One benefit is being found in cancer patients. Gargasz said oncologists are prescribing grass-fed beef to patients in their fight against the disease because it is high in “conjugated linoleic acid.”
In addition, he said the fatty acid Omega-6 is found to be 17 times less in grass-fed beef, making it a healthier source of protein.
Environment benefits. Besides those benefits, Gargasz said the grazing is better for the environment. For example, the ground is not being tilled, conserving soil, and the use of insecticides is not needed.
He said finding what grasses work on your property and having the right mixture may take some work. Gargasz added that it is important for producers to keep their eyes on paddocks and be sure to move the livestock as needed.
Fall growth. One thing he noted was that many people don’t realize grasses generally have a busy growth spurt between Sept. 4 and Oct. 5. He emphasized the worst thing a producer can do is to let the grass get depleted at that time because it will take even longer in the spring months for the growth to come back.
Gargasz, who farms organically near Volant, Pa., wrote the curriculum for a master’s degree in sustainable agriculture at Slippery Rock University and has taught biology.
The group then set out to visit Crestview Farms owned by Warren Reagle, to see a solar pumping system Reagle installed on the property. It is the main water source for his rotational grazing system.
The system was paid for in part through grants from the NRCS, the RC&D and the county conservation district.

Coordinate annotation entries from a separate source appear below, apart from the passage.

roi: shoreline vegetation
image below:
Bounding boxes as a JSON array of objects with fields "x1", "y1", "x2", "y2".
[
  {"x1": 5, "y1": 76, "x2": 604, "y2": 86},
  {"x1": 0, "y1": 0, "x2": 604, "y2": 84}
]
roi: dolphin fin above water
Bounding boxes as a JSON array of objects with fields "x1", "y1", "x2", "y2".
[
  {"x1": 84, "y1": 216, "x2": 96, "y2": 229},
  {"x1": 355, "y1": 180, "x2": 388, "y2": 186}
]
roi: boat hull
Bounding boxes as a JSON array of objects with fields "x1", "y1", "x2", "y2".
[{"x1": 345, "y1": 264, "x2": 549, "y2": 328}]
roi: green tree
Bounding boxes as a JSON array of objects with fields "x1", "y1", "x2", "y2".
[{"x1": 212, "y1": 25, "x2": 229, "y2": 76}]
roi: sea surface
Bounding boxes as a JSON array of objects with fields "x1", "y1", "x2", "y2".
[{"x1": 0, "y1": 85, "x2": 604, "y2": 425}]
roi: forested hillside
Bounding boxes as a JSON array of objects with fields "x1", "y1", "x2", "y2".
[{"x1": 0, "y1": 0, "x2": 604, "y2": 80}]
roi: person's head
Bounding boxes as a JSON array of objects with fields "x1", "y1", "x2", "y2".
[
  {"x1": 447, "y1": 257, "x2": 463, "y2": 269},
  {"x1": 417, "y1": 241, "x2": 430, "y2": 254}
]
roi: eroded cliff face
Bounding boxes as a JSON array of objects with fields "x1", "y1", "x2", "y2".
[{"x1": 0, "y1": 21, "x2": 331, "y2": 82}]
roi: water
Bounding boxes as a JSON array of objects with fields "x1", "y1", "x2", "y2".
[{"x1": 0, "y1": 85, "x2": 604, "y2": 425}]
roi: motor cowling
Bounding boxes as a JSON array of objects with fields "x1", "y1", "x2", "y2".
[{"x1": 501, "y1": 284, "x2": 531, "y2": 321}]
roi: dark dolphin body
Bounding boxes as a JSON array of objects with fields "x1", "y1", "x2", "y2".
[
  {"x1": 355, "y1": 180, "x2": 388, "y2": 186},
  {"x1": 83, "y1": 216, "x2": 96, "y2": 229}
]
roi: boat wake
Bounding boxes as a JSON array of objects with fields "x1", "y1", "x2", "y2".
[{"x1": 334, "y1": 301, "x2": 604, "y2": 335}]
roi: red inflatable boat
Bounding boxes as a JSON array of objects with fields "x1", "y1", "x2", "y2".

The solar pump is just what it says. It is a pump that gets its energy source from the sun.
Reagle said when it is sunny, you can hear it working more, and when it is cloudy it is a little slower, but they have not had a time without water.
The pump gets the water through a waterline to the top of the pasture. It is pumped over 100 feet in elevation.
On top of the hill sits a set of tanks where the water is stored. Water is then gravity fed, as needed, to troughs in the individual paddocks, making it easy for the cattle to get the water they need.
Reagle has 77 Texas Longhorns on 55 acres of property using a rotational grazing system.
He became interested in the meat because of its leanness and low fat.
“I tried it once and decided right away I wanted to raise it,” Reagle said.
He added that in addition to the meat quality, the Longhorns are easier to raise than some other types of cattle has tried.
Reagle said his herd has been very healthy since he began in 1999.
“I very seldom have a vet bill,” Reagle said.
In addition, calving is easier than in other breeds. He said Longhorns have one of the highest unassisted birth rates.
Reagle said there are some disadvantages to raising Texas Longhorns, but they can be overcome with some planning.
The problem comes in with their horns. Ordinary cattle equipment does not always meet the design needed to account for the long horns.
He said feeders, waters and feeding wagons must have pipes that go across and not up and down or the cattle can get stuck in them.
In addition, a special chute that accommodates the cattle’s horns must be used at the farm.